Basically, you are right now within your rights to remind her, but ultimately, that’s $1,500 you will most likely never see and that you will need to forgive and forget.
Post # 10
@MsW-to-MrsM: This. Never loan money to someone if you can’t afford to lose it.
That being said…contact her and say, “Hey Jalisah, since you owe us $1500, can you set up a payment plan? You can send us a check for $150 for the next ten pay periods, and that will settle the amount.” Then see what she says…see if she does it…and if she doesn’t…well, lesson learned.
Post # 11
@Zhabeego: +1, I think you hit it on the nose.
Post # 12
I am not sure what’s stopping you from contacting her yourself? You are family after all.
Post # 13
Well I don’t think this really counts as a loan. But that’s me. I suppose I was raised rather differently in the fact that I never said “yes” to agreeing to pay for a thing or go in on a gift without knowing for sure I could afford said gift/party etc. Rest assured I will never make this mistake again. It’s not that we don’t have the money but we are expecting a baby in July and you would think that my SIL would be… I dunno honest and honorable about paying for a fair share of a party that I organized for her parents?
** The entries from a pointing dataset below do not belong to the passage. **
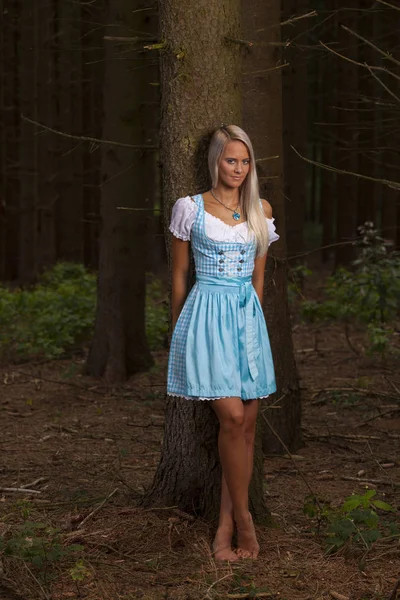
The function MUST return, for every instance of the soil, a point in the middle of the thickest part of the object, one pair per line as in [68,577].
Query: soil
[89,451]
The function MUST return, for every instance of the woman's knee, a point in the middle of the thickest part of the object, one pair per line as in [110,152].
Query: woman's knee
[232,422]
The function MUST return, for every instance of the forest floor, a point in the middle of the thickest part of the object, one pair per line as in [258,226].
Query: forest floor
[89,452]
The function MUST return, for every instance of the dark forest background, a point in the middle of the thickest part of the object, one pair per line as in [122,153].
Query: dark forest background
[106,108]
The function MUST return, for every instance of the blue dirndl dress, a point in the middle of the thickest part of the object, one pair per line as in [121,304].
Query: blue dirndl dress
[220,345]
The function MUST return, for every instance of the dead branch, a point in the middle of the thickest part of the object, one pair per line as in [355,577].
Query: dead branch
[24,490]
[85,138]
[96,510]
[392,184]
[75,385]
[369,480]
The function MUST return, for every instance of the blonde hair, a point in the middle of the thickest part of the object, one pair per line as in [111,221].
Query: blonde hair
[249,192]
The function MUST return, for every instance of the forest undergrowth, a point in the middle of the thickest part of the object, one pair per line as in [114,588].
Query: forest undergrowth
[87,451]
[78,455]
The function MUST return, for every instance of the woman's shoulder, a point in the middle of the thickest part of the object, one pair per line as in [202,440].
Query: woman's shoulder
[267,208]
[182,218]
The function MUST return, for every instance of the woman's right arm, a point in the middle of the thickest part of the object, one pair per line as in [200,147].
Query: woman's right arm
[180,268]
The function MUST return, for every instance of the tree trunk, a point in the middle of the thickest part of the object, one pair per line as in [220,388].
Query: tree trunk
[10,131]
[295,95]
[119,346]
[47,107]
[262,115]
[200,83]
[348,99]
[69,206]
[92,116]
[28,143]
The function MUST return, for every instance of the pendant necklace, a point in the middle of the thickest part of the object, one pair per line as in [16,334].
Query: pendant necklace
[235,213]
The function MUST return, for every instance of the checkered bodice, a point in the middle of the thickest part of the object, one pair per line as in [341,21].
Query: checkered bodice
[219,259]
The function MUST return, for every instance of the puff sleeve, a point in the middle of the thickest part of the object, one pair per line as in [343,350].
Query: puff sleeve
[182,219]
[272,235]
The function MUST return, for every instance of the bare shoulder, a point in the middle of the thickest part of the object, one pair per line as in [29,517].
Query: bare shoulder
[267,208]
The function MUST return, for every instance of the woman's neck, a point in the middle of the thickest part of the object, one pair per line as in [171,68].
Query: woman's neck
[227,195]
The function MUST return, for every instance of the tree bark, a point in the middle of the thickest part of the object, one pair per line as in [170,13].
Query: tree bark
[295,96]
[262,116]
[119,346]
[28,143]
[200,84]
[69,206]
[347,218]
[10,132]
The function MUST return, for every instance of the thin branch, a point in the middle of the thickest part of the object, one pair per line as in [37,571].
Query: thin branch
[386,55]
[364,65]
[392,184]
[389,91]
[389,5]
[88,139]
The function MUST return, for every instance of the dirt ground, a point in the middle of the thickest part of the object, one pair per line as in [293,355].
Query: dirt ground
[89,452]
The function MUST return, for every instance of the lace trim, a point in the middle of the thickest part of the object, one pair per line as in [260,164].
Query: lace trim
[209,399]
[178,235]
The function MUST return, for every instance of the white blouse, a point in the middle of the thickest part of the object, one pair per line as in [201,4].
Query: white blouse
[184,214]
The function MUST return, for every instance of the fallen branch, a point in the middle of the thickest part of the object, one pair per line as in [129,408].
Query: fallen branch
[36,482]
[69,383]
[393,594]
[368,480]
[25,490]
[337,596]
[96,510]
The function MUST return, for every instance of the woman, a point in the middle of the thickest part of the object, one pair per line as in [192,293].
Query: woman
[220,349]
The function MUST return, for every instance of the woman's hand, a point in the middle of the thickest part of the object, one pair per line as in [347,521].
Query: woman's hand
[180,269]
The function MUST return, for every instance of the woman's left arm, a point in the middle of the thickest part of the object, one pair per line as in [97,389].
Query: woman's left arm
[259,263]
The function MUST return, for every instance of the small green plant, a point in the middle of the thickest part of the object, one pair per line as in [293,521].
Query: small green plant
[355,522]
[79,571]
[368,294]
[157,314]
[39,546]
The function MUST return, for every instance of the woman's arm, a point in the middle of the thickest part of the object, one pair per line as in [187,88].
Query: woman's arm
[259,263]
[180,268]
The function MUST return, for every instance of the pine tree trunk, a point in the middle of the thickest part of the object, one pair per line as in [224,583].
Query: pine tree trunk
[92,115]
[295,96]
[9,140]
[69,206]
[28,143]
[47,107]
[200,83]
[262,115]
[347,218]
[119,346]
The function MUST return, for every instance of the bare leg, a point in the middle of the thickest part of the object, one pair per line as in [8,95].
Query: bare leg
[236,446]
[248,546]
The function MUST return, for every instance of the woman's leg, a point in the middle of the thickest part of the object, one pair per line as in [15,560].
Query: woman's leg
[236,447]
[231,445]
[248,546]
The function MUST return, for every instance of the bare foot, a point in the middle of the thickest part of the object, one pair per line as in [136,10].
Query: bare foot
[248,546]
[222,548]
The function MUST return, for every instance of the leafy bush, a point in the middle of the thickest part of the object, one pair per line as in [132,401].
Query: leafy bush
[369,294]
[355,522]
[157,314]
[39,546]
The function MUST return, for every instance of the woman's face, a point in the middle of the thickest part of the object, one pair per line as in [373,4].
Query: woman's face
[234,164]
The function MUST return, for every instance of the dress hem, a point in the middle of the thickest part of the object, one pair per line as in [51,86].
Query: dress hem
[194,398]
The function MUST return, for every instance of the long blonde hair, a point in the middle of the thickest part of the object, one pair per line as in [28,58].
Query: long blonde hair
[249,192]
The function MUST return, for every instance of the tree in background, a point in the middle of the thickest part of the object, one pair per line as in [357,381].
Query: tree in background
[200,79]
[262,114]
[119,347]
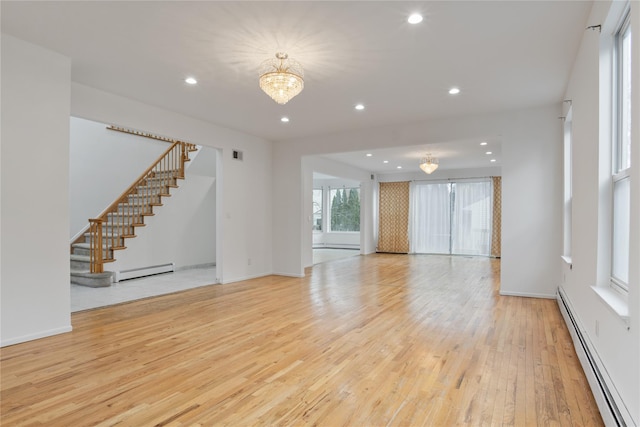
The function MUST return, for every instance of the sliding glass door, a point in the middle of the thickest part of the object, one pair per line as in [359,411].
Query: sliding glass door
[451,218]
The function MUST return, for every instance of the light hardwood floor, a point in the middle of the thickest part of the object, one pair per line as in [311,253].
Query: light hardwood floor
[367,341]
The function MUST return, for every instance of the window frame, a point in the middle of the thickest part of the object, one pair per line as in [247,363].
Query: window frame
[621,161]
[330,196]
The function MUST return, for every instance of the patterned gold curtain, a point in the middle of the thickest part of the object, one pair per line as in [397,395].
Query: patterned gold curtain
[496,235]
[393,233]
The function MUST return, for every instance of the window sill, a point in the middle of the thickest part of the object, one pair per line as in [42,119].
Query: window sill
[616,302]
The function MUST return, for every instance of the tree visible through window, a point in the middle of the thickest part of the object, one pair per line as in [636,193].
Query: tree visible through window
[622,158]
[317,209]
[345,209]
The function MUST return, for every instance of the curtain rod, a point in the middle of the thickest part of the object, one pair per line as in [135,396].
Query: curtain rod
[456,179]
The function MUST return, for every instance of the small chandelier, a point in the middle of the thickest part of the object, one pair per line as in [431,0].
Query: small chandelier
[428,164]
[281,78]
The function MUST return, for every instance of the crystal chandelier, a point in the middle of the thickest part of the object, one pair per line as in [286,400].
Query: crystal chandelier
[428,164]
[281,78]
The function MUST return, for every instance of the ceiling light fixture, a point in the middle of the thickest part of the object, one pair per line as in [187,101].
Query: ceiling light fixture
[428,164]
[281,78]
[414,18]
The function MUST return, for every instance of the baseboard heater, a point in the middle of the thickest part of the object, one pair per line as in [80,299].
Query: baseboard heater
[603,395]
[143,271]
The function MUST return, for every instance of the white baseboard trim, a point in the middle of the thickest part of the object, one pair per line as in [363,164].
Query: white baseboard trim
[31,337]
[242,278]
[141,272]
[610,403]
[196,266]
[527,295]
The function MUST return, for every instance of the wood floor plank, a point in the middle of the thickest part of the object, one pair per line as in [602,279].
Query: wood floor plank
[372,340]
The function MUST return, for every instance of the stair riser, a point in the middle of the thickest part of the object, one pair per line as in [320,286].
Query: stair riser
[161,181]
[134,209]
[80,265]
[118,241]
[106,253]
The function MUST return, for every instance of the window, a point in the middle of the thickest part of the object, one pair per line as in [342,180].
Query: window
[345,209]
[568,196]
[621,157]
[317,209]
[451,218]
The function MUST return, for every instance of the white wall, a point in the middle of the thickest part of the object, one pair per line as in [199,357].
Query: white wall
[182,231]
[102,164]
[244,237]
[442,174]
[532,203]
[348,175]
[531,143]
[35,202]
[617,345]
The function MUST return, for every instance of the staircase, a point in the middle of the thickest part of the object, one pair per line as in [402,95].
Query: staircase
[107,234]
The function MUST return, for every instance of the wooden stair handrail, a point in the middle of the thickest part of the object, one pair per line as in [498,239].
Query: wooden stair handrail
[149,187]
[137,181]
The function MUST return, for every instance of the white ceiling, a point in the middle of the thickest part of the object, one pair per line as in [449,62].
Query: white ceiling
[502,54]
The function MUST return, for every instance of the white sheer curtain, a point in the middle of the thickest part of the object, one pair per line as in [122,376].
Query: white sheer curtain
[451,218]
[471,224]
[430,218]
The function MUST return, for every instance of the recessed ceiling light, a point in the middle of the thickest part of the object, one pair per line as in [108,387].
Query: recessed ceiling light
[414,18]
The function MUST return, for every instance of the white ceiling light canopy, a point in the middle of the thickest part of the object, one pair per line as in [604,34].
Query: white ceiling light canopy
[428,164]
[281,78]
[414,18]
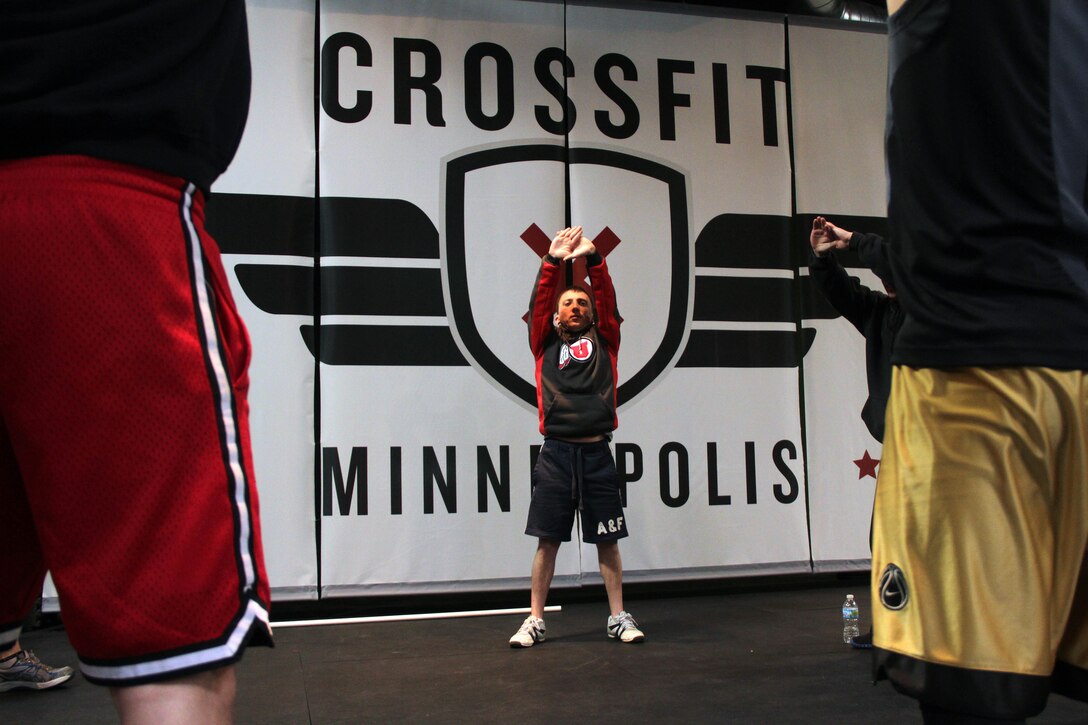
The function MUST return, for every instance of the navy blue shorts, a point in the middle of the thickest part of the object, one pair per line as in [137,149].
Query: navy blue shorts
[581,477]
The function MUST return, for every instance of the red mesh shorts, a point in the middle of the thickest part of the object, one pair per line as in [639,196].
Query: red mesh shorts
[124,441]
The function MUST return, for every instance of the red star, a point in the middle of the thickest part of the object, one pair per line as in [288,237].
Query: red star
[539,242]
[866,466]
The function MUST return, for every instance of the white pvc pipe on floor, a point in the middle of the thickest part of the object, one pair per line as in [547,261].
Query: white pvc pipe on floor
[408,617]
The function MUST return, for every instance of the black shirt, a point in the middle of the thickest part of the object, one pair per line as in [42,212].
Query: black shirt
[988,162]
[160,84]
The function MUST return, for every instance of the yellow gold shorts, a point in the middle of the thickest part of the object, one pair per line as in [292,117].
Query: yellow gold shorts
[980,531]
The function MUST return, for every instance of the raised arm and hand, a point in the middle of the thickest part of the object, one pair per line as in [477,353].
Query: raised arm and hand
[826,236]
[569,244]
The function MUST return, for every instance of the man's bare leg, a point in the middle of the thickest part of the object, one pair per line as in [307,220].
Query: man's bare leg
[543,570]
[612,572]
[205,698]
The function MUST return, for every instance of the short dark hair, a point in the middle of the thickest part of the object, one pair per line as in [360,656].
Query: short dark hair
[573,287]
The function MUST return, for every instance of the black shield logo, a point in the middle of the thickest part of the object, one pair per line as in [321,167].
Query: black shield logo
[485,212]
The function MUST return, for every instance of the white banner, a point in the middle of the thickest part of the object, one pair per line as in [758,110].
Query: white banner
[452,140]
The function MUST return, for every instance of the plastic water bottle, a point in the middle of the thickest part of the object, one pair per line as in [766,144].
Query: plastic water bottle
[850,619]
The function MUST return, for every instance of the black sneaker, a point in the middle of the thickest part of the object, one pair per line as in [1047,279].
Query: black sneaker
[28,671]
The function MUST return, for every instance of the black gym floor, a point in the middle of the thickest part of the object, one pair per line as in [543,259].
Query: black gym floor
[754,651]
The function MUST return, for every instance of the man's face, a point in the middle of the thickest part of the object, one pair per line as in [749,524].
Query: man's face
[575,312]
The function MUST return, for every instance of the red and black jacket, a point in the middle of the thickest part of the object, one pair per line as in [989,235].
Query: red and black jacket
[576,380]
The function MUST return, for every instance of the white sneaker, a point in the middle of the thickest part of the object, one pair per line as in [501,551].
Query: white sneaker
[625,627]
[531,633]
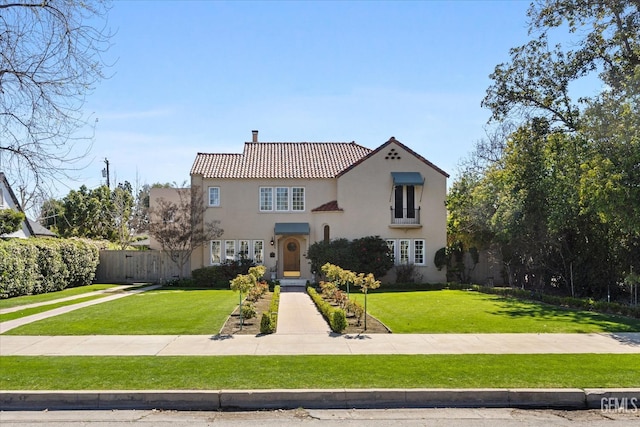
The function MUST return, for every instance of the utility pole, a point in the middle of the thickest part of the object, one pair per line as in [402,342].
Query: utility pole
[105,172]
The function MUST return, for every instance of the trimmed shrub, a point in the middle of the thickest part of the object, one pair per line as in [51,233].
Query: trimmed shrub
[338,321]
[218,276]
[364,255]
[248,311]
[269,320]
[335,317]
[30,266]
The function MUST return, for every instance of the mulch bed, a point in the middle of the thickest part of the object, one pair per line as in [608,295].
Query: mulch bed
[252,326]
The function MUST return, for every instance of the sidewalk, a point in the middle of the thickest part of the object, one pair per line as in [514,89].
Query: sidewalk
[329,344]
[297,314]
[11,324]
[302,331]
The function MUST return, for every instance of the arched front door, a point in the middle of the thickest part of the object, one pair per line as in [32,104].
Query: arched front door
[291,258]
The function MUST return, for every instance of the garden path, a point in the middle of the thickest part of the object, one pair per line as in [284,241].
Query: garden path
[297,314]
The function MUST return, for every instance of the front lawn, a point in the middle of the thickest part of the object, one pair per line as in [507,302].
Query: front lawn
[50,296]
[159,312]
[453,311]
[320,372]
[28,311]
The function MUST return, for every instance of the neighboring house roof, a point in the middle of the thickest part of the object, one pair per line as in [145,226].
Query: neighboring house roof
[331,206]
[39,230]
[281,160]
[15,203]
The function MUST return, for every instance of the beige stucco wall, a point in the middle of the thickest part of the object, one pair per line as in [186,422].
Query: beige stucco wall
[240,216]
[364,194]
[168,194]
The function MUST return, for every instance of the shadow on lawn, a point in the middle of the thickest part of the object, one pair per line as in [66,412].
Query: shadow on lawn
[514,308]
[631,339]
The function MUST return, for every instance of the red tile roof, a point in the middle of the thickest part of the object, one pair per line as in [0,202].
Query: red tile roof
[331,206]
[281,160]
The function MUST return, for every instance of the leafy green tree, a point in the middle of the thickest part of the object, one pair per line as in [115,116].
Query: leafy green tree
[537,81]
[559,195]
[367,255]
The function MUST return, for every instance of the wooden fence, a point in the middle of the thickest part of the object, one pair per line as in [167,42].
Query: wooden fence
[138,266]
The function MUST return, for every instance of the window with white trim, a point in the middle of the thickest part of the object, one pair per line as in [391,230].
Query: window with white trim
[282,198]
[258,251]
[243,251]
[216,252]
[391,244]
[230,250]
[418,252]
[214,196]
[404,246]
[266,198]
[297,198]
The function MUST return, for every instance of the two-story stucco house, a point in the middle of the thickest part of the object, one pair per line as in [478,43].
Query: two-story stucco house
[277,198]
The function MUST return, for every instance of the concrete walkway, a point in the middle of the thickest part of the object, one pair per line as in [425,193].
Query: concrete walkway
[123,292]
[113,290]
[301,330]
[297,314]
[292,344]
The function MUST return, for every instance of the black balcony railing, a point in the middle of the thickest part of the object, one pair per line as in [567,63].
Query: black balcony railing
[410,216]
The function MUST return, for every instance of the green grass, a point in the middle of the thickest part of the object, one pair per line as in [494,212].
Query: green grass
[157,312]
[35,310]
[452,311]
[272,372]
[50,296]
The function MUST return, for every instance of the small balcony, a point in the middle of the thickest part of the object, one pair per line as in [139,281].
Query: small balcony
[405,218]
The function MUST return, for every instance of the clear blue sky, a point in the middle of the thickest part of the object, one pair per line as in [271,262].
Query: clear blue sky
[199,76]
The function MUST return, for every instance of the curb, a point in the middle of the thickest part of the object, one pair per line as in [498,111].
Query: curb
[214,400]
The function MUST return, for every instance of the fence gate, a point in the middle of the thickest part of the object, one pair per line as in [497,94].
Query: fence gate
[138,266]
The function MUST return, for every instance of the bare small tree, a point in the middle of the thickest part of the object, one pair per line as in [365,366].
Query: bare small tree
[179,227]
[50,59]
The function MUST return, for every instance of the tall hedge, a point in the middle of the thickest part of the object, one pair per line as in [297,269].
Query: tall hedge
[34,266]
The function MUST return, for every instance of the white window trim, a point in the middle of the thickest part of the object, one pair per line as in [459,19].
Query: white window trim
[273,191]
[287,201]
[293,208]
[260,192]
[209,194]
[239,253]
[415,252]
[261,252]
[235,252]
[211,261]
[408,260]
[394,248]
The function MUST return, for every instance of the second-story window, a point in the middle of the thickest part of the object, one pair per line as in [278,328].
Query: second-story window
[214,196]
[297,198]
[266,198]
[282,199]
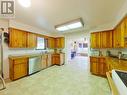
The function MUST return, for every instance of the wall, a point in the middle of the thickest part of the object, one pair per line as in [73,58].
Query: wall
[73,37]
[7,51]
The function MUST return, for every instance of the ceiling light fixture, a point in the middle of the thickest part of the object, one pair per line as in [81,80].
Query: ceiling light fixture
[74,24]
[25,3]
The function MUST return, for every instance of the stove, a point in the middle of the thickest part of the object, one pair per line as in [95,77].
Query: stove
[120,80]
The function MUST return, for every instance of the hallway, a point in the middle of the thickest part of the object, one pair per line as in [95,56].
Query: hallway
[69,79]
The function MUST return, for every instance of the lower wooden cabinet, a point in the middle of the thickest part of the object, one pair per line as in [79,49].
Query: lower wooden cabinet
[44,61]
[56,59]
[98,66]
[18,68]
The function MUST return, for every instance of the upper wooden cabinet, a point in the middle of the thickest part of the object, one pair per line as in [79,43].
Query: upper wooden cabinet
[56,42]
[51,42]
[95,40]
[125,33]
[119,35]
[101,39]
[55,59]
[18,68]
[31,40]
[17,38]
[21,39]
[98,66]
[106,39]
[59,42]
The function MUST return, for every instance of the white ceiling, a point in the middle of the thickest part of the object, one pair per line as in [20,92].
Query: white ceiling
[45,14]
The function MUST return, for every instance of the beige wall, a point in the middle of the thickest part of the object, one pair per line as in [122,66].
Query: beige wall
[7,51]
[73,37]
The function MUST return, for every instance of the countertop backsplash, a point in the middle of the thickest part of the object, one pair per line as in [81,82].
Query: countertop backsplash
[95,52]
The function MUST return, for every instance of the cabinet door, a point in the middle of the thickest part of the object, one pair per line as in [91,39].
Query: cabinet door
[94,68]
[92,40]
[121,34]
[53,60]
[20,68]
[109,39]
[98,43]
[56,59]
[59,42]
[44,61]
[125,34]
[94,65]
[17,38]
[31,40]
[102,67]
[51,42]
[106,39]
[95,40]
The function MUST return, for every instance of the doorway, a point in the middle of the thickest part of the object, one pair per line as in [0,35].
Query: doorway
[78,50]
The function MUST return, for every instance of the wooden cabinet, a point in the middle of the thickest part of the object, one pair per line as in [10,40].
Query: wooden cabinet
[17,38]
[59,42]
[31,40]
[51,42]
[94,65]
[95,40]
[119,35]
[125,33]
[98,66]
[102,67]
[101,39]
[18,68]
[106,39]
[56,59]
[56,42]
[44,61]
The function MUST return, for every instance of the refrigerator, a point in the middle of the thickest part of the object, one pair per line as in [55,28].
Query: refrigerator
[2,83]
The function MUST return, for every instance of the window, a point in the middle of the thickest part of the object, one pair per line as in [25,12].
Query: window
[40,43]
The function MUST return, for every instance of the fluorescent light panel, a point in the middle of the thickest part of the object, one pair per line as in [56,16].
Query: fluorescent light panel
[71,25]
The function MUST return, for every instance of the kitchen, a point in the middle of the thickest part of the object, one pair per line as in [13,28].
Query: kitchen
[35,48]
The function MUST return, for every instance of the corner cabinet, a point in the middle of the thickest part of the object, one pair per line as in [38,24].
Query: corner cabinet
[106,39]
[51,43]
[17,38]
[102,39]
[18,68]
[21,39]
[58,59]
[59,42]
[95,40]
[98,66]
[31,40]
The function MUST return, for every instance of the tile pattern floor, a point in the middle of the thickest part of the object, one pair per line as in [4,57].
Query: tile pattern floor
[69,79]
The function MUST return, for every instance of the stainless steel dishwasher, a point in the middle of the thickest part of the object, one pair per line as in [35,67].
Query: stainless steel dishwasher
[34,64]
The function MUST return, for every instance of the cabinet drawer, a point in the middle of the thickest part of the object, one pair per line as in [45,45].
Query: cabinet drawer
[21,60]
[94,59]
[102,60]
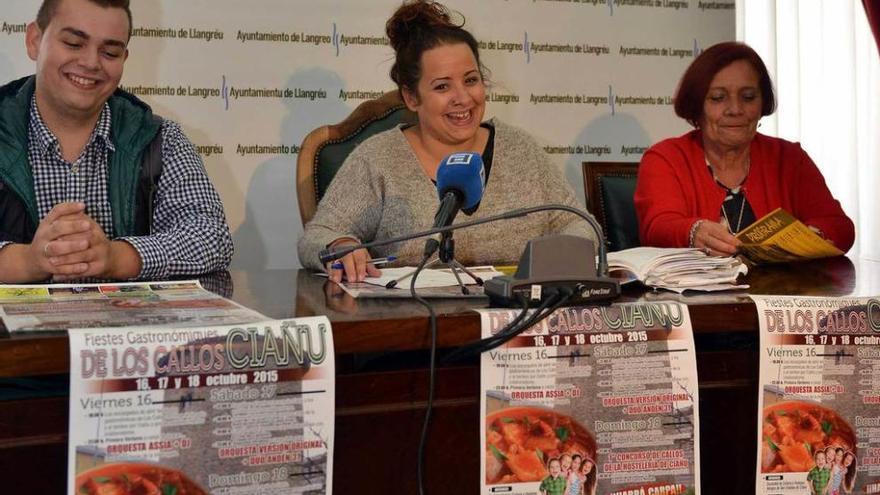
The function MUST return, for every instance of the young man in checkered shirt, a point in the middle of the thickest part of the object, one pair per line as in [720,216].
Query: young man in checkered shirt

I’m sure I’ll get over the fact that I am probably not seeing a penny out of her but I think I’m justified to be a bit annoyed if not a little pissed.
I talked to my husband again tonight about it and asked if I should contact her and he said he’s not comfortable with that because he says its his sister and he’ll handle it. So whatever that means. My SIL and I aren’t exactly peas in a pod and I think my husband thinks it would be better coming from him than from me.
Post # 14
@the_newlymintedmrs-s17: Personally, I would just take my FI’s cell phone and text her myself. I also know that he wouldn’t be mad, though. We use each others phones all the time.
Post # 15
@Zhabeego: +1. There’s nothing wrong with a follow up email or phine call if done in a relaxed, matter of fact way, as if you are just reviewing the final totals.
I agree with OP’s H that he’s the one who should handle it, NOT OP.
Post # 16
I agree that the OP shouldn’t contact SIL, this is something her FI should do. And he does need to do it. I’m also annoyed that the FI let this money be spent without letting the OP know that he never expected to be paid back. I have a feeling OP wouldn’t have allowed this to get to $1500 had she known that.